Em virtude da timidez do direito privado em disciplinar o direito à honra, as manifestações judiciais ganharam especial relevo. A propósito, esclarece Aparecida Amarante: “acolhendo ou não os casos levados a seu julgamento, o certo é que a jurisprudência, com o auxílio de normas constitucionais, construiu a noção ampla, que serve de fundamento à proteção dos direitos da personalidade, que não são previstos especificamente em muitas legislações privadas, como no caso do direito à honra” (obra citada, p. p. 45).
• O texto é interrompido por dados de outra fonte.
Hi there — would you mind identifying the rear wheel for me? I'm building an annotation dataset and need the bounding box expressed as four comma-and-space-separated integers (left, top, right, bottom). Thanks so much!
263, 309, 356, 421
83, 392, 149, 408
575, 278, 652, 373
Consigne-se que a possibilidade e extensão da proteção da honra da pessoa jurídica têm gerado, sobretudo entre os penalistas, algumas controvérsias. Parece ser majoritário o entendimento segundo o qual o ente moral só pode ser sujeito passivo do crime de difamação. Por não possuir sentimento de dignidade pessoal, não pode ser vítima de injúria.

Sob o aspecto cível, não há como negar direito à honra à pessoa jurídica, que, embora não tenha sentimento da própria dignidade, possui conceito no meio social. O Superior Tribunal de Justiça firmou jurisprudência neste sentido, sobretudo ao examinar a possibilidade de indenização por dano moral decorrente de protesto indevido de título cambial.
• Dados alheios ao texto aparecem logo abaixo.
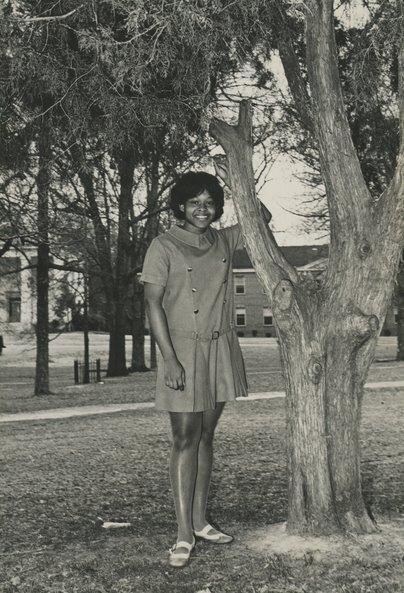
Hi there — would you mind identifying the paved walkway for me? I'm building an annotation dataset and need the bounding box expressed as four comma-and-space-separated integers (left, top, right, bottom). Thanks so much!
0, 381, 404, 422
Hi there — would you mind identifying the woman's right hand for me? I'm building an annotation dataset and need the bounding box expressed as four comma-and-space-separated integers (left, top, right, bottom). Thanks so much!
164, 357, 185, 391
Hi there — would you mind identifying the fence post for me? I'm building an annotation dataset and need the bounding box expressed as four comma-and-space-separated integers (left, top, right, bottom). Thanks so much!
95, 358, 101, 383
74, 360, 79, 385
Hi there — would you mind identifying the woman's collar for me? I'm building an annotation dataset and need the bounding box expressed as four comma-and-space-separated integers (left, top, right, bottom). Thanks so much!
168, 224, 211, 247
Ilustrativamente, consigne-se a decisão proferida no julgamento do recuso especial 60.033-2 (DJ em 16 de março de 1998). Do voto do Relator, Ministro Ruy Rosado Aguiar, extrai-se a seguinte fundamentação: “Quando se trata de pessoa jurídica, o tema da ofensa à honra propõe uma distinção inicial: a honra subjetiva, inerente à pessoa física, que está no psiquismo de cada um e pode ser ofendida com atos que atinjam a sua dignidade, respeito próprio, auto-estima, etc., causadores de dor, humilhação, vexame: a honra subjetiva, externa ao sujeito, que consiste no respeito, admiração, apreço, consideração que os outros dispensam à pessoa. Por isso se diz ser a injúria um ataque à honra subjetiva, à dignidade da pessoa, enquanto que a difamação é ofensa à reputação que o ofendido goza no âmbito social onde vive. A pessoa jurídica, criação da ordem legal, não tem capacidade de sentir emoção e dor, estando por isso desprovida de honra subjetiva e imune à injúria. Pode padecer, porém, de ataque à honra objetiva, pois goza de uma reputação junto a terceiros, possível de ficar abalada por atos que afetem o seu bom nome no mundo civil ou comercial onde atua”.
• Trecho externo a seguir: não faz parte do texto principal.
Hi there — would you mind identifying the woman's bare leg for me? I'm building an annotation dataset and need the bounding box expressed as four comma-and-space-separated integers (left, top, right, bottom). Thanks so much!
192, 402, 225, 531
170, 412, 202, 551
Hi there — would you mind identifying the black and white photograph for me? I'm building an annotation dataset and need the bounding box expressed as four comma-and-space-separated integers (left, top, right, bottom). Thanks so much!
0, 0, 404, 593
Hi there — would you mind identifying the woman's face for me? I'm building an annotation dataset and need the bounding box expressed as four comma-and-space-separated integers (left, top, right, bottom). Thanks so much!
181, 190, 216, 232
Registre-se, ainda, o teor da Súmula 227 do Superior Tribunal de Justiça, editada em 08 de setembro de 1999: “a pessoa jurídica pode sofrer dano moral”.

O direito à honra é um bom exemplo da afirmação de que, embora a existência de ramos do Direito seja, antes de tudo, didática, muitas questões cíveis não são “respondidas” pela Constituição Federal ou pelo Código Penal, sendo necessária, especialmente para afastar incertezas, uma disciplina mais densa. A honra, além de prevista entre os direitos fundamentais (artigo 5o, X, da CF), tem ampla proteção penal, tanto no Código Penal (artigos 138 a 145) como em leis especiais (Lei de Imprensa – artigos 20 a 22 – e Código Eleitoral – artigos 324 a 326), mas foi quase que esquecida pelo legislador privado.

O Código Civil de 1916, seguindo a tendência dos códigos editados no Século XIX, não conferiu disciplina própria à honra. Além da norma genérica da responsabilidade civil pelo ato ilícito (artigo 159), há apenas algumas referências no título específico “da liquidação das obrigações” (artigos 1547, 1548 e 1549).

Questões referentes à indisponibilidade do direito (especialmente seu grau e extensão) e a situação após a morte do titular continuam sem resposta, gerando debates infindáveis, assistido, de longe, por um indiferente legislador.
* Leonardo Roscoe Bessa é titular da Segunda Promotoria de Defesa do Consumidor (MPDFT), mestrando pela UnB e professor de Direito Civil.